I think that this has been very important for me. Thinking the way I do, any time I can grasp and fill out a pattern – a system – everything relating to that total system starts to make far more sense to me – intuitively. I stop having to ponder specific questions each time they occur, because I already know how they fit into the whole. At the same time, this can lead to problems with my honey and I as he wants the detailed analysis. I think, overall, that I am still better able to answer his questions, to deal with with hypotheticals and so forth, but it still must be frustrating for him.In August, of course, we had a second trip – this time to the West coast and a camping get together. I know that immediately before I left we got into a heavy discussion that threw off my sleeping schedule and helped contribute to the sinus cold that I had to endure as I drove through the mountains. But I have no recollection – or journal entry to remind me – of what that discussion was or how it fit into the big picture. That disturbs me somewhat as I believe it must have been significant, but perhaps it was more of the same, or perhaps it was even a positive… perhaps we stayed up most of the night because we did not want to miss out on time together. In some ways that seems unlikely, but not completely impossible. How else could we have both neglected to write about it, even when we were in fact writing?
Oh, wait. Now I am remembering something. Flashes of memory, arguing as I tried to finish the laundry.

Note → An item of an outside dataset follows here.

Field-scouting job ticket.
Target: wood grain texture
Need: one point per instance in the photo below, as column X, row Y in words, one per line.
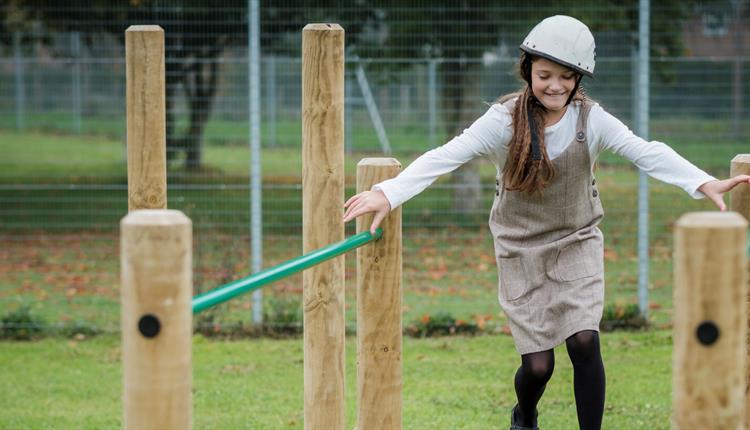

He came home from work and wanted to talk about ‘feedback’ – specifically sexual feedback – and our communication skills completely evaporated. He was telling me all this and I said nothing, which led him to believe that I had no positive feedback to give him. Unfortunately, my impression of what he was saying was future term – ie, I felt if I started saying all kinds of nice things right then and there, that he would take it as flattery/inauthenticity etc. It was a very harsh half hour or whatever it took to get past.
All of this led, mostly from what he remembers, into a lot of upset on my part because I had felt that our communication skills had really come a long way, but now, suddenly, I saw that as a falsehood. I really do not remember this well. I think, often, my least clear memories are of those times when we get to fighting mostly because a misunderstanding sets a poor tone, than because of real, tangible issues we have to address. I mean, there may be real issues, but we are unable to address them in a positive way, because mentally we are in a bad place.
Eventually, he introduced his real, intended topic for the evening: he had pondered and written up a list of possible ‘rules’ guiding how we might explore relationships outside of our own. That could have been a fabulous conversation to have, but because of the earlier distress, I think much of what might have been said was not – which led to greater distress. We did manage to close all of the wounds before bed… not necessarily heal them, but at least something.
As a result, I left the next morning, headed west, with a massive sinus infection and running on just a couple hours of sleep. That night, we pulled off into a rest step just past Cheyenne, the dog was antsy all night and it was cold as hell… so I got very little sleep again. By the time we pulled into Susanville CA the next evening, I think my body was on the verge of complete collapse. But I got through it, and the time we spent in Oregon was well worth the discomfort of driving.